On October 4, 2023, Deputy Attorney General Lisa Monaco announced the Department of Justice’s (DOJ) new Safe Harbor Policy for criminal misconduct discovered during mergers & acquisitions due diligence and voluntarily disclosed to the DOJ (the “Safe Harbor Policy”). Purchasing companies that timely and voluntarily self-disclose and remediate (including restitution and disgorgement) such misconduct discovered at the target company will receive a DOJ-wide “presumption of a declination.” Importantly, this Safe Harbor Policy would apply to disclosures related to misconduct in all corporate legal compliance areas that are subject to criminal liability, including (but not limited to) FCPA compliance, export controls and sanctions compliance, false claims, information security compliance, AML compliance, and healthcare coding and billing compliance.
The requirements for the safe harbor under the policy are:
- Voluntary Self-Disclosure (VSD) The VSD must involve conduct not already publicly disclosed or otherwise known to the DOJ. The safe harbor also does not apply to information that was required to be disclosed.

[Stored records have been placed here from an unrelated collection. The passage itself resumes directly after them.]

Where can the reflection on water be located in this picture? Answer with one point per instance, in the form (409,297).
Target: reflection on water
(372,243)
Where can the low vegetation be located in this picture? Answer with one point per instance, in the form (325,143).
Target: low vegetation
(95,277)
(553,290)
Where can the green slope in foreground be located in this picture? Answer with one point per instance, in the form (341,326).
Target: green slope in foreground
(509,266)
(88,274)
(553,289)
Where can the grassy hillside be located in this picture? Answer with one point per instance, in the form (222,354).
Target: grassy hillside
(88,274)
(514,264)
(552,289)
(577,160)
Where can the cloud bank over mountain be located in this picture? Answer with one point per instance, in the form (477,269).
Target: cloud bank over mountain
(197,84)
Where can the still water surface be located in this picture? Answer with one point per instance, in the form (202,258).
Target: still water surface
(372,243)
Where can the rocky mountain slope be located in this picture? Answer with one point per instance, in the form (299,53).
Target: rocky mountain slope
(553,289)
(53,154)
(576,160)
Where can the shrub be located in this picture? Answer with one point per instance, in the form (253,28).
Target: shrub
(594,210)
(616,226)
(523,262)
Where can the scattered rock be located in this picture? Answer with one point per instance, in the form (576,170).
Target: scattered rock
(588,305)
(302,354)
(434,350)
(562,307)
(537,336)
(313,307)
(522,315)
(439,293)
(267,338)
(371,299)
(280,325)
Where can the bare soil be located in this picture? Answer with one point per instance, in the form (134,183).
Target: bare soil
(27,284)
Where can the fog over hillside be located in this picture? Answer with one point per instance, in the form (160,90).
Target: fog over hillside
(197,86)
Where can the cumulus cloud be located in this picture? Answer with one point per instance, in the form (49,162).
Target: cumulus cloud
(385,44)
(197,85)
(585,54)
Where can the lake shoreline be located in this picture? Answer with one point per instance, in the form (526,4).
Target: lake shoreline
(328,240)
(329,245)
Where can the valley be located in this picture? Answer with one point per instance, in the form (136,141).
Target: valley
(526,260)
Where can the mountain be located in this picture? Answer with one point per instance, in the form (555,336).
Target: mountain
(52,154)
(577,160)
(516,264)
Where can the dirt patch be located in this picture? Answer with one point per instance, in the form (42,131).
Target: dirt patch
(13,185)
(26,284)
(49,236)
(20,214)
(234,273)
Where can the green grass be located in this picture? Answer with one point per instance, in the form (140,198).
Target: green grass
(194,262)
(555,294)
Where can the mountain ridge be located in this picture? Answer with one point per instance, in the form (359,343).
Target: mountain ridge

- Remediation The acquirer must also fully remediate the conduct involved as well make restitution and disgorgement payments.
- Timeliness As a baseline, the VSD must be submitted within six months of the closing of the transaction, and the company must remediate the misconduct within one year of the closing date. These timeframes could be extended based on a reasonableness review by the DOJ and don’t apply if misconduct threatens national security, or involves ongoing or imminent harm. Such conduct should be disclosed promptly.